Since June 25, 2025, a commercial driver who cannot demonstrate sufficient English proficiency at a roadside inspection can be placed out of service (OOS) on the spot — grounding the truck until the situation is resolved. It is one of the most consequential enforcement shifts the industry has seen in years, and it caught many carriers off guard because the underlying rule itself is not new.
The rule behind the headlines
Federal law has required English proficiency for commercial drivers since 1937. Under 49 CFR § 391.11(b)(2), a driver must be able to "read and speak the English language sufficiently to converse with the general public, to understand highway traffic signs and signals, to respond to official inquiries, and to make entries on reports and records."
What changed is enforcement. A 2016 FMCSA policy had directed inspectors not to place drivers out of service for English violations. That guidance is now rescinded.
How we got here
- April 28, 2025 — the White House issued the Executive Order "Enforcing Commonsense Rules of the Road for America's Truck Drivers," directing FMCSA to rescind the 2016 memo and revise enforcement so an ELP violation results in an out-of-service order.
- May 20, 2025 — FMCSA issued new internal enforcement guidance (Memo MC-SEE-2025-0001) for roadside inspectors, superseding the 2016 policy.
- June 25, 2025 — the Commercial Vehicle Safety Alliance (CVSA) added English proficiency to the North American Standard Out-of-Service Criteria, making it an enforceable OOS violation nationwide.
What the roadside assessment looks like
If an inspector's initial contact suggests a driver may not understand instructions, the inspector conducts a two-part English assessment as part of the inspection:
- A driver interview — answering questions about duty status, cargo, routing, and documents.
- A highway-sign recognition check.
The border-zone exception
After concerns about cross-border trade, FMCSA clarified that drivers operating strictly within the narrow U.S.–Mexico commercial border zone (roughly 3–20 miles) can still be cited but are not grounded by the OOS portion of the rule. Once a driver leaves that zone and continues into the interior, full enforcement — including OOS — applies.
The impact so far
Enforcement has been substantial. In the year following June 25, 2025, FMCSA and industry data attribute roughly 20,000 out-of-service orders to English-proficiency violations, with sharp increases in roadside inspection activity. For a small carrier, a single OOS event can mean a stranded load, recovery costs, a second driver dispatched, and a mark on the safety record — so the practical cost of non-compliance is high.
How carriers should prepare
- Notify your drivers in writing about the standard and what a roadside assessment involves, so no one is surprised at a scale house.
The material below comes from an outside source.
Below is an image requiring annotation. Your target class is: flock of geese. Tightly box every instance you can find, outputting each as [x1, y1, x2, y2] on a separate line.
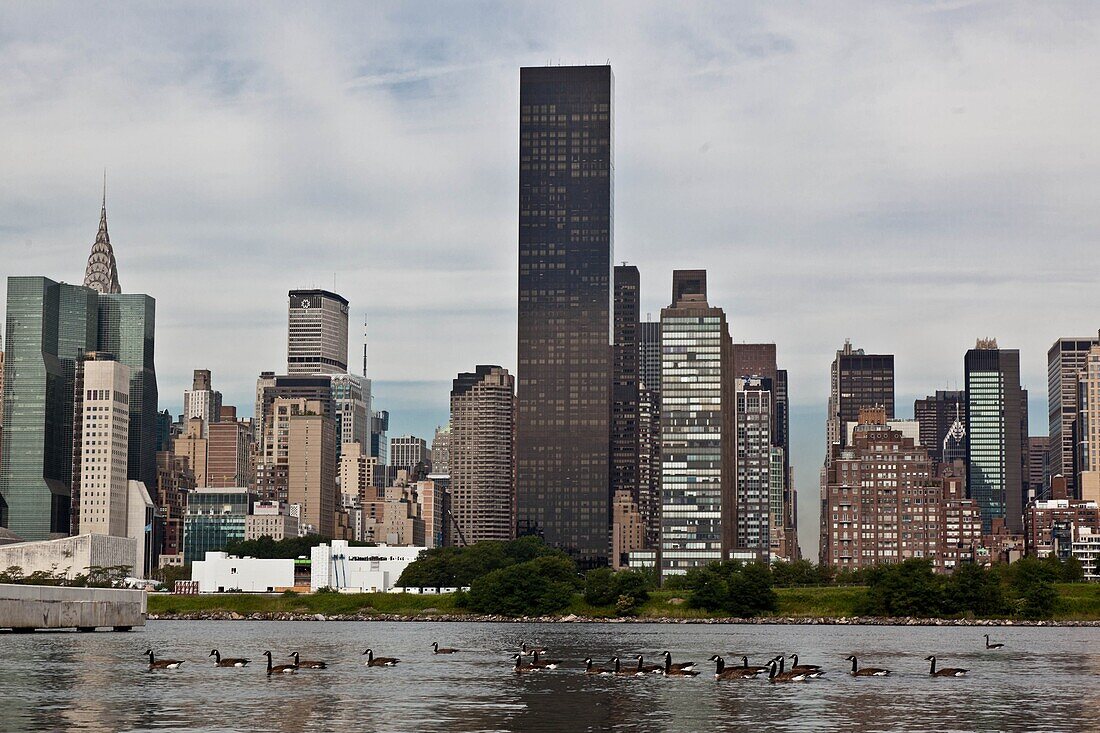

- Screen for proficiency during hiring and periodically — a driver should be able to answer basic duty-status and routing questions and read common highway signs in English, unaided.
- Document your qualification process in the driver qualification file, while being careful to comply with employment-law limits on English-only policies (consult employment counsel where needed).
- Plan for OOS contingencies — know how you would recover equipment and cover a load if a driver is grounded.
How Ashton helps
Driver qualification and DOT paperwork are exactly what our compliance service keeps current — from driver files to audit prep — while our recruiting desk screens candidates before they ever get in your truck. Staying compliant shouldn't pull you off the road; that's the work we take off your plate.
Sources & further reading
- FMCSA Newsroom, Secretary Duffy signs order to enforce English proficiency (effective June 25, 2025).
- CVSA, English Language Proficiency added to Out-of-Service Criteria, effective June 25, 2025.
- The White House, Executive Order: Enforcing Commonsense Rules of the Road, April 28, 2025.
- 49 CFR § 391.11(b)(2) — driver qualification: English language proficiency requirement.
- FMCSA Enforcement Guidance Memorandum MC-SEE-2025-0001 (May 20, 2025).
This article is general information for trucking and logistics businesses, current as of June 2026. It is not legal or compliance advice. Regulations change — always confirm current requirements directly with the FMCSA and your own advisors before acting.